Unravelling OTA-detoxification by the dioxin-mineralizing bacterium Rhizorhabdus wittichii RW1T

Environmental pollution remains a critical concern for public health, necessitating innovative remediation strategies. In this regard, microorganisms play a pivotal role by naturally degrading and eliminating various pollutants. The Rhizorhabdus wittichii RW1^T strain is recognized for its ability to metabolize a broad spectrum of toxic and persistent environmental contaminants. Given the relevance of ochratoxin A (OTA) as a harmful mycotoxin affecting agricultural settings, this study investigates the capability of R. wittichii RW1^T (DSM 6014^T) in neutralizing OTA. Experimental results demonstrate that this strain effectively breaks down OTA by hydrolyzing its amide bond, leading to the production of ochratoxin α and L-β-phenylalanine, both of which are non-toxic.
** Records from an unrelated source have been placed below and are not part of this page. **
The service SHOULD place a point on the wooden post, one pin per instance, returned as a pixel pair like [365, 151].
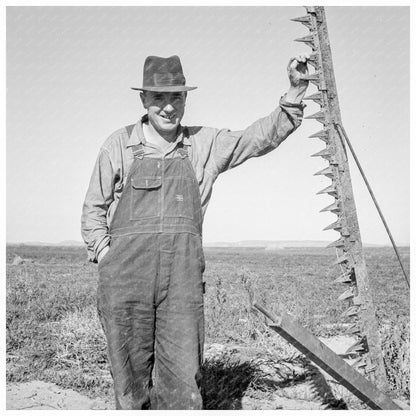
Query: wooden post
[324, 357]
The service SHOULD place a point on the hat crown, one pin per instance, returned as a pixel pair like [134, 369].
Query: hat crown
[163, 74]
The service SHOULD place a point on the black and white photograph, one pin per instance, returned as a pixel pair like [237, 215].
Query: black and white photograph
[145, 269]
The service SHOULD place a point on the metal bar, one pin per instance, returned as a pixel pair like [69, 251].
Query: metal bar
[347, 216]
[324, 357]
[343, 133]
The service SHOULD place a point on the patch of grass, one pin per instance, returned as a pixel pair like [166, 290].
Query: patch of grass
[53, 333]
[396, 351]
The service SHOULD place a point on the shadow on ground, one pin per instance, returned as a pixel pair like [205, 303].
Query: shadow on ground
[225, 382]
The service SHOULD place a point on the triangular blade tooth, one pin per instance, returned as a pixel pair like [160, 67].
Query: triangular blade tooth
[305, 20]
[370, 368]
[349, 293]
[331, 190]
[359, 363]
[359, 346]
[351, 311]
[337, 225]
[317, 97]
[354, 329]
[315, 78]
[309, 40]
[344, 278]
[313, 60]
[339, 243]
[332, 208]
[319, 116]
[345, 232]
[322, 134]
[327, 172]
[325, 153]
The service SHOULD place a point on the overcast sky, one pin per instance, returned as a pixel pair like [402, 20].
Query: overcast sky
[69, 73]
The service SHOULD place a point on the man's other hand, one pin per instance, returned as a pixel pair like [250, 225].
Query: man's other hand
[102, 253]
[297, 70]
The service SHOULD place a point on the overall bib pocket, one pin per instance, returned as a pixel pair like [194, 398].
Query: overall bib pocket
[145, 197]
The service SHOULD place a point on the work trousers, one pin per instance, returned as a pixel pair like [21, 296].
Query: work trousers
[150, 304]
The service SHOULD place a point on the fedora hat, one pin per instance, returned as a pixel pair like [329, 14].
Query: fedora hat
[163, 74]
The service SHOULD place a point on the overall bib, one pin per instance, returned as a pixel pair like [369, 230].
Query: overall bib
[150, 290]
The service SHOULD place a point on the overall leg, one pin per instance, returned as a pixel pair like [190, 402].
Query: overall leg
[126, 310]
[179, 324]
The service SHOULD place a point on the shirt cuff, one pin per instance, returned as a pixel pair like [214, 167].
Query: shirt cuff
[93, 256]
[285, 103]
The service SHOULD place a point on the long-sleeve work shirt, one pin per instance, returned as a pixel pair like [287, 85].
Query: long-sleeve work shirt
[211, 151]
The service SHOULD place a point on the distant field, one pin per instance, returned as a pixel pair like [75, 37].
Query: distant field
[53, 333]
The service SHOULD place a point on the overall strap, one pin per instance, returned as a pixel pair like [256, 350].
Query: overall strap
[183, 149]
[138, 150]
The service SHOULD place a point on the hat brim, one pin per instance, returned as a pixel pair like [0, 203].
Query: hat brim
[175, 88]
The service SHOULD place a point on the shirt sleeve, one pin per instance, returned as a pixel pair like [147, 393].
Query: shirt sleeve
[231, 148]
[100, 195]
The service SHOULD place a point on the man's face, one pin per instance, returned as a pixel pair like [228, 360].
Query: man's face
[165, 109]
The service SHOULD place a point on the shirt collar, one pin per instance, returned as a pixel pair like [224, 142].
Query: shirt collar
[137, 135]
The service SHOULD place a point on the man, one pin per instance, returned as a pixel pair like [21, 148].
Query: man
[142, 223]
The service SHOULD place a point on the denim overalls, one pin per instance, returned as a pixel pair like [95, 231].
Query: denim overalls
[150, 290]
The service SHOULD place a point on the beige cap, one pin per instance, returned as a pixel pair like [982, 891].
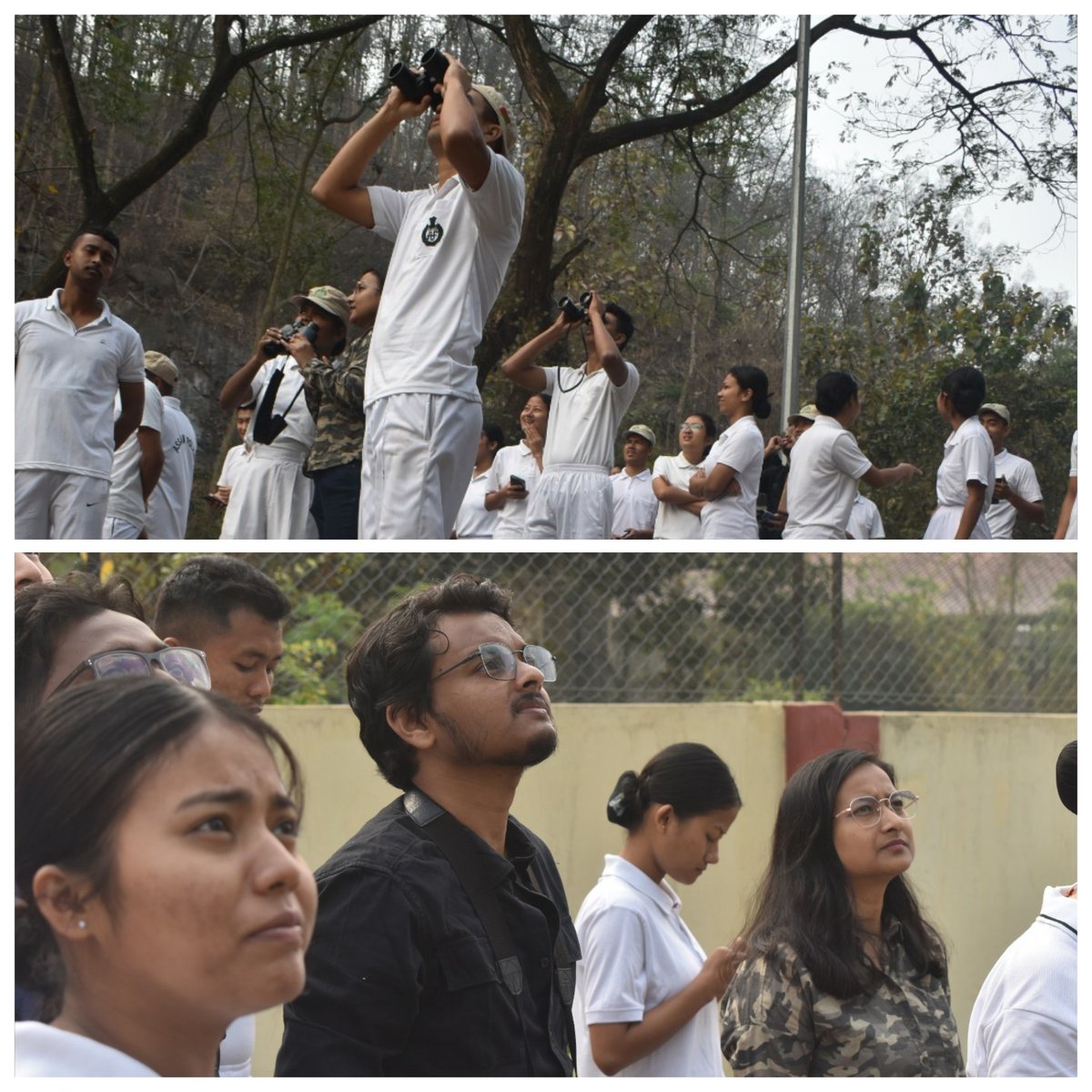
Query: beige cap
[332, 300]
[500, 107]
[161, 366]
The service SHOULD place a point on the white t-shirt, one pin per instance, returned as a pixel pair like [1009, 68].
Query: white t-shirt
[236, 460]
[518, 460]
[969, 457]
[66, 380]
[636, 503]
[636, 954]
[43, 1051]
[865, 520]
[1025, 1020]
[1071, 530]
[451, 250]
[740, 447]
[672, 521]
[1020, 474]
[823, 480]
[584, 415]
[169, 505]
[126, 497]
[474, 520]
[299, 432]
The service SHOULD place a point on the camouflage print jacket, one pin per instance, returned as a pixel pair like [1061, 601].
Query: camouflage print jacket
[778, 1024]
[334, 393]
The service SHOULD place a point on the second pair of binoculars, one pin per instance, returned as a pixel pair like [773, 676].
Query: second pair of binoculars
[419, 85]
[576, 312]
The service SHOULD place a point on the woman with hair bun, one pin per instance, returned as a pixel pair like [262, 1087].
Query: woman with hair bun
[730, 475]
[844, 976]
[163, 895]
[645, 1003]
[966, 475]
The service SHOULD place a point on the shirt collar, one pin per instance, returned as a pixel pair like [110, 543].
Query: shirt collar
[660, 894]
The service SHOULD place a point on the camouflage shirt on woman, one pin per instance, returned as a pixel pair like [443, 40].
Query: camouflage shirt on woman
[779, 1024]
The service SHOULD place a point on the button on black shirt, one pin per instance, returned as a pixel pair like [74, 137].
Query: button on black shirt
[401, 977]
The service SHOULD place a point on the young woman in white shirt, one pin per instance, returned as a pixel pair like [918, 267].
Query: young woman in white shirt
[966, 474]
[162, 893]
[680, 514]
[730, 475]
[645, 1002]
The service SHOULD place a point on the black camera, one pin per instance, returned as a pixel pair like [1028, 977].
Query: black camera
[576, 312]
[309, 330]
[419, 86]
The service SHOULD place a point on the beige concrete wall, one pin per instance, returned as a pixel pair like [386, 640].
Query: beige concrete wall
[986, 842]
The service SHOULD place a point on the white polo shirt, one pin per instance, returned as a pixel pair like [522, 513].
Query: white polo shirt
[636, 954]
[518, 460]
[740, 447]
[584, 415]
[865, 520]
[1020, 474]
[969, 457]
[636, 503]
[44, 1051]
[451, 250]
[823, 480]
[126, 497]
[169, 505]
[672, 521]
[66, 380]
[1025, 1019]
[298, 436]
[474, 520]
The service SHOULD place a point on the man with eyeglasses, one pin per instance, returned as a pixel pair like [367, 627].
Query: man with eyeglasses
[443, 945]
[334, 392]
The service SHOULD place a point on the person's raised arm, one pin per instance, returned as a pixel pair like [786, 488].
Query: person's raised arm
[132, 412]
[605, 345]
[880, 479]
[339, 186]
[521, 369]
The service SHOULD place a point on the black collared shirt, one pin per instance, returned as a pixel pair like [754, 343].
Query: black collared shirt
[401, 977]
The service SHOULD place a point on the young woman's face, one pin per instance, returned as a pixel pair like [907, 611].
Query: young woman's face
[212, 907]
[871, 853]
[686, 847]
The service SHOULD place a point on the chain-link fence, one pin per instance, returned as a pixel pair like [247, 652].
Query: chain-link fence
[989, 632]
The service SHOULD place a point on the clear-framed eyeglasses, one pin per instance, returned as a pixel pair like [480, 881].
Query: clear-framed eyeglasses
[866, 811]
[186, 665]
[500, 662]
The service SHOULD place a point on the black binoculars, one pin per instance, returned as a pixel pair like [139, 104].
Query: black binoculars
[576, 312]
[309, 330]
[419, 86]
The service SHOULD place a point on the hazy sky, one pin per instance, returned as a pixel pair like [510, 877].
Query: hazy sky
[1051, 265]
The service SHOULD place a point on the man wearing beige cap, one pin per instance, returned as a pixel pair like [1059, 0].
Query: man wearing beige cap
[168, 508]
[136, 467]
[273, 498]
[634, 503]
[452, 244]
[1016, 490]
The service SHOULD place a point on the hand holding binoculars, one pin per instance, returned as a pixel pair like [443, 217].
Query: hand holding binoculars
[419, 85]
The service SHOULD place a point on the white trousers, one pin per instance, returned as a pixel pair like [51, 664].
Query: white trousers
[271, 500]
[571, 501]
[419, 456]
[59, 505]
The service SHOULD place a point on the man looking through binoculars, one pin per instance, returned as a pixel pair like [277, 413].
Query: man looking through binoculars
[273, 497]
[452, 244]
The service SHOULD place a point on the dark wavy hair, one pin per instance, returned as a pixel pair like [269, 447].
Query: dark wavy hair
[692, 778]
[804, 900]
[752, 378]
[391, 665]
[77, 763]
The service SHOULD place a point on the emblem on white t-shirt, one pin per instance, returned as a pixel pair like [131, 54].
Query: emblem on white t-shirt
[432, 233]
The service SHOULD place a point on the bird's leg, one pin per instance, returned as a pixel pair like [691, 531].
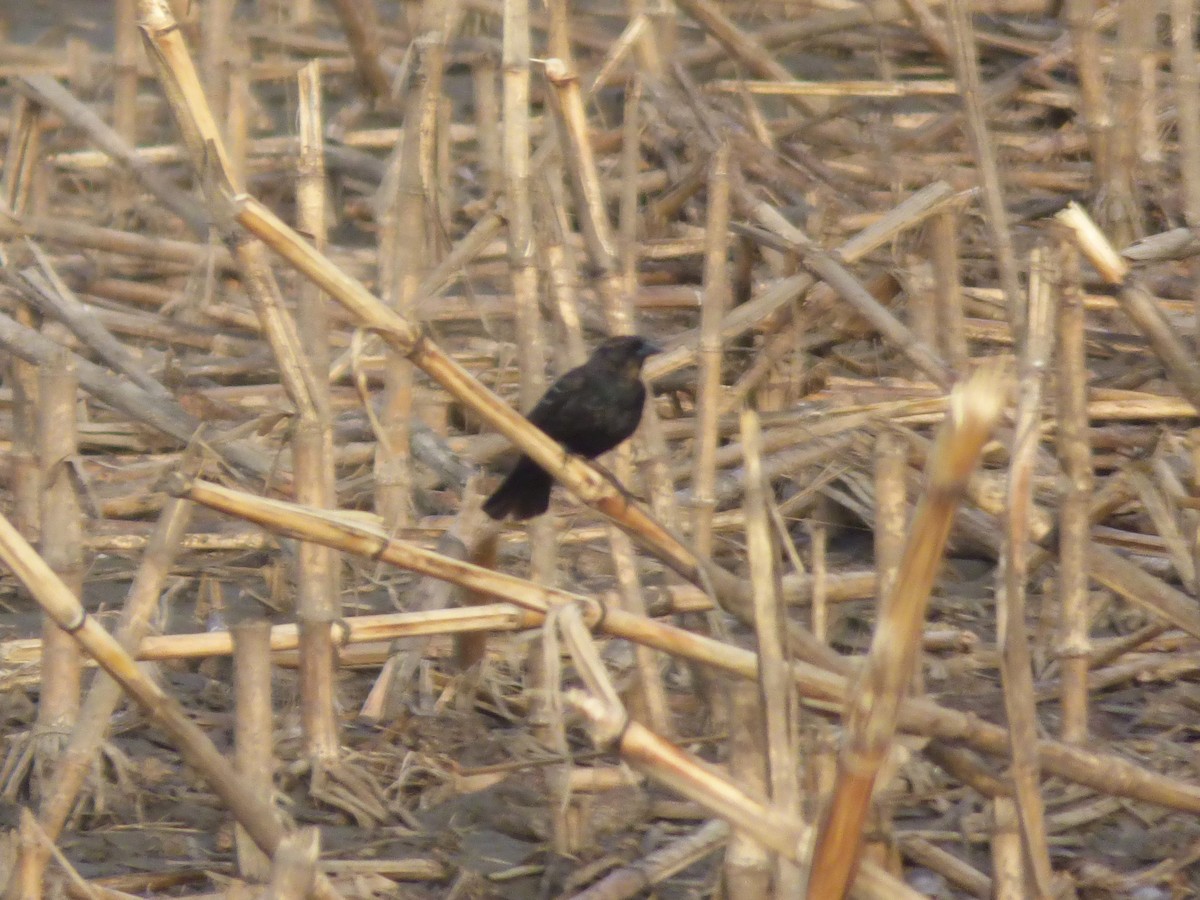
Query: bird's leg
[615, 481]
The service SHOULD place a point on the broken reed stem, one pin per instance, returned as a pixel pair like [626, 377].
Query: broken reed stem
[253, 725]
[1177, 358]
[318, 595]
[360, 23]
[105, 694]
[871, 715]
[775, 688]
[943, 238]
[826, 689]
[1087, 60]
[694, 779]
[1017, 666]
[1074, 525]
[966, 71]
[892, 521]
[747, 865]
[1186, 75]
[711, 354]
[190, 739]
[61, 546]
[19, 166]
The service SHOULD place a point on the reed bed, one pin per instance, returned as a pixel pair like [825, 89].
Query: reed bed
[892, 595]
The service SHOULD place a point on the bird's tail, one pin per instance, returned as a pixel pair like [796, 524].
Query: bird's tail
[525, 493]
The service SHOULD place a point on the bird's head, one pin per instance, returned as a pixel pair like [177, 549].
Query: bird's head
[625, 353]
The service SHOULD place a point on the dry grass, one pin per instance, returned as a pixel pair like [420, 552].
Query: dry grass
[276, 281]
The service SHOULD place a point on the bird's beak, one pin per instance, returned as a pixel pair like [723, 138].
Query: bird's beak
[648, 349]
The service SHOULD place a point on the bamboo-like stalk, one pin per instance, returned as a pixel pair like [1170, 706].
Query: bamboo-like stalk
[711, 355]
[216, 39]
[653, 868]
[1007, 862]
[891, 521]
[1075, 457]
[1081, 22]
[777, 693]
[360, 22]
[125, 88]
[407, 198]
[318, 604]
[1015, 666]
[871, 715]
[823, 688]
[193, 744]
[253, 732]
[943, 238]
[966, 72]
[96, 712]
[1176, 358]
[747, 868]
[679, 771]
[21, 159]
[522, 250]
[1121, 213]
[61, 546]
[487, 123]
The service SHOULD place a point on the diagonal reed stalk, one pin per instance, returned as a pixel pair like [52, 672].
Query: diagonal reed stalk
[874, 707]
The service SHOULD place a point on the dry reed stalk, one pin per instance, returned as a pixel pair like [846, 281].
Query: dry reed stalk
[871, 717]
[777, 691]
[1084, 30]
[42, 287]
[792, 88]
[117, 145]
[943, 239]
[966, 72]
[694, 779]
[711, 353]
[360, 22]
[253, 725]
[1075, 457]
[125, 89]
[318, 603]
[1008, 867]
[487, 124]
[216, 39]
[1177, 359]
[581, 478]
[160, 414]
[819, 567]
[407, 199]
[297, 372]
[1015, 665]
[1163, 517]
[654, 868]
[910, 213]
[891, 521]
[111, 240]
[828, 268]
[948, 865]
[1120, 211]
[295, 864]
[747, 867]
[191, 742]
[21, 160]
[61, 547]
[103, 695]
[825, 689]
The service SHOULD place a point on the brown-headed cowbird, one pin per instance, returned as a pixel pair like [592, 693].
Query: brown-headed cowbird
[588, 411]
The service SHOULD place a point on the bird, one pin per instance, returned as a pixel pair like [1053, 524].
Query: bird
[588, 411]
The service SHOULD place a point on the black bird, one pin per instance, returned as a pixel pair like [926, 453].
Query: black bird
[588, 411]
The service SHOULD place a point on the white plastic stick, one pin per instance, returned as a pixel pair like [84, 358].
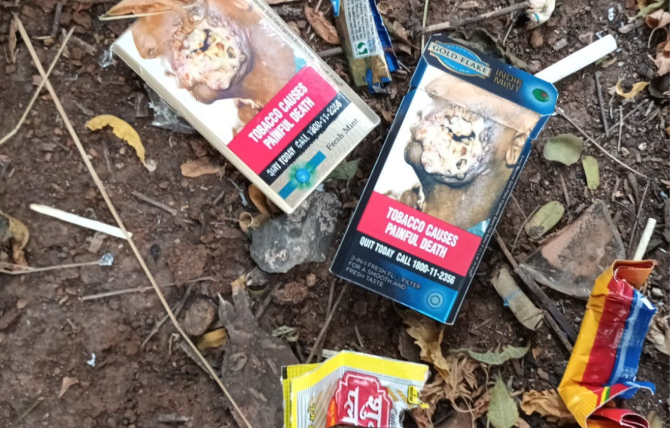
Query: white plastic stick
[79, 221]
[644, 239]
[578, 60]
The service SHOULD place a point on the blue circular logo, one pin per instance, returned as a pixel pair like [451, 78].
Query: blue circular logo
[435, 299]
[302, 175]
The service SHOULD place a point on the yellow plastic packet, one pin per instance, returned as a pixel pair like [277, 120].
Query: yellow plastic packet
[351, 389]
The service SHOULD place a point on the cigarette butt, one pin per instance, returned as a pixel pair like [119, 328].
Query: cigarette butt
[79, 221]
[644, 239]
[578, 60]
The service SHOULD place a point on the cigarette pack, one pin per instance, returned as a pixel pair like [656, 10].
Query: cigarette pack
[246, 82]
[453, 154]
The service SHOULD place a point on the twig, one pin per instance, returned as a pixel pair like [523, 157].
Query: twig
[80, 221]
[331, 295]
[266, 302]
[564, 330]
[461, 22]
[644, 239]
[603, 114]
[595, 143]
[118, 220]
[518, 233]
[177, 309]
[154, 202]
[566, 195]
[322, 333]
[637, 218]
[618, 144]
[38, 90]
[28, 410]
[141, 289]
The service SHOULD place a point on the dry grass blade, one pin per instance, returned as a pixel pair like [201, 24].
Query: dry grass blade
[38, 90]
[118, 220]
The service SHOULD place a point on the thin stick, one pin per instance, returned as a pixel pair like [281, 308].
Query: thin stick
[141, 289]
[562, 330]
[637, 219]
[461, 22]
[266, 301]
[177, 309]
[603, 114]
[79, 221]
[39, 89]
[518, 233]
[322, 333]
[644, 239]
[595, 143]
[154, 202]
[115, 214]
[618, 144]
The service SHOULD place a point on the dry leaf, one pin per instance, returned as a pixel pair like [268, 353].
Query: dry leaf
[549, 405]
[199, 167]
[637, 88]
[12, 40]
[662, 60]
[123, 130]
[248, 222]
[213, 339]
[324, 28]
[659, 334]
[259, 200]
[67, 383]
[11, 228]
[658, 19]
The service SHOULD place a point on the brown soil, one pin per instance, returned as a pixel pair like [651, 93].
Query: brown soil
[55, 333]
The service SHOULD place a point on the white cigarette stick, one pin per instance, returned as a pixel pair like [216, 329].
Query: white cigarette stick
[644, 239]
[79, 221]
[578, 60]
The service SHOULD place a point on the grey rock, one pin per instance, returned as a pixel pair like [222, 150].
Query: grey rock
[302, 237]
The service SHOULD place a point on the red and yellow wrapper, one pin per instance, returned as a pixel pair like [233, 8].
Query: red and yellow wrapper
[605, 359]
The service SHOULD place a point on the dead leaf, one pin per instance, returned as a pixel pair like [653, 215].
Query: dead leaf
[259, 200]
[200, 167]
[549, 405]
[659, 334]
[324, 28]
[637, 88]
[14, 230]
[124, 131]
[213, 339]
[12, 40]
[658, 19]
[67, 383]
[248, 222]
[662, 60]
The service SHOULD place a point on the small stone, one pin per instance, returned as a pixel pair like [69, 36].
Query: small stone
[302, 237]
[536, 39]
[199, 316]
[360, 308]
[291, 294]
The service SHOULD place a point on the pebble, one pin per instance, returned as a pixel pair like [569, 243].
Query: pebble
[304, 236]
[360, 308]
[199, 316]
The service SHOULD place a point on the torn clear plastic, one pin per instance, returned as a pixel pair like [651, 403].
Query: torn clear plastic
[165, 116]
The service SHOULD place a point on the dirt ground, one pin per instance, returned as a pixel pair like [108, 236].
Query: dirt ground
[55, 334]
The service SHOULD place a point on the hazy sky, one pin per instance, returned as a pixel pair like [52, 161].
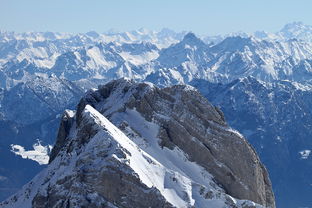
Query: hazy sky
[200, 16]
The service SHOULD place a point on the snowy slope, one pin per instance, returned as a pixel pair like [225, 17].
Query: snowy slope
[180, 182]
[95, 164]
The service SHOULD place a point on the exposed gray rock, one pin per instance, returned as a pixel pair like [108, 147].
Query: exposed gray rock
[94, 164]
[189, 121]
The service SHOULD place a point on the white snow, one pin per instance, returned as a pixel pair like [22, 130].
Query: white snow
[40, 153]
[305, 154]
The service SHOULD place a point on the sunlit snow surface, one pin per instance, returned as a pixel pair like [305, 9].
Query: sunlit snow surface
[305, 154]
[40, 153]
[181, 182]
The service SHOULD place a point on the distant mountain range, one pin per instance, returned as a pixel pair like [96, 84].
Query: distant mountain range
[262, 82]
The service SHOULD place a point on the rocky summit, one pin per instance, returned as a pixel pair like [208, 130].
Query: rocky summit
[135, 145]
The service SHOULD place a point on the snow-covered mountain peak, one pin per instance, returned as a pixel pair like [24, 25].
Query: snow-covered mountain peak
[297, 30]
[134, 136]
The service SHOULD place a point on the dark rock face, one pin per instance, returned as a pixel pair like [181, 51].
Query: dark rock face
[92, 165]
[276, 119]
[189, 121]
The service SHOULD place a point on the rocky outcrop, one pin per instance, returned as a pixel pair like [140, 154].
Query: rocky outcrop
[154, 148]
[187, 120]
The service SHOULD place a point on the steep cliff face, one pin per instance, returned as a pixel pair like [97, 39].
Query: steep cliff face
[135, 145]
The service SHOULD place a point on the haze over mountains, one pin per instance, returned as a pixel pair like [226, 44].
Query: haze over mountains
[261, 81]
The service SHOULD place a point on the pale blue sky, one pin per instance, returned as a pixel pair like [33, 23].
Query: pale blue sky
[200, 16]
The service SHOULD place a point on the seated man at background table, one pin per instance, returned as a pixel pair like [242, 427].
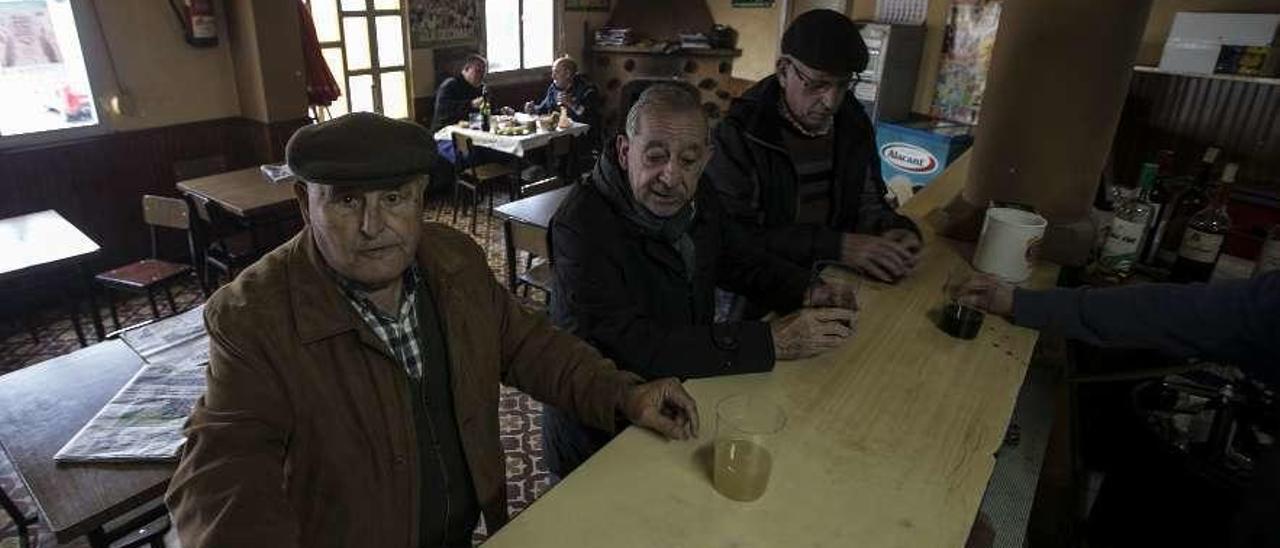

Computational genome analysis of R. wittichii RW1^T revealed genes encoding proteins homologous to known OTA-degrading amidohydrolases. This investigation identified a 438-amino acid protein (ABQ67280.1), whose recombinant form (RwOTA) efficiently hydrolyzes OTA and ochratoxin B through a catalytic mechanism involving a binuclear metal center. This center facilitates the polarization of the carbonyl group of the scissile amide bond of OTA and activates a water molecule for hydrolysis. Screening against a synthetic peptidase substrate library indicated a highly specific hydrolytic activity for RwOTA. Structural modeling and molecular docking simulations provided insights into the interaction of ochratoxins with RwOTA, shedding light on its substrate specificity. The gene encoding RwOTA presents a promising addition to the extensive repertoire of biodegradation-associated genes within R. wittichii RW1^T, reinforcing its potential in environmental pollutant detoxification.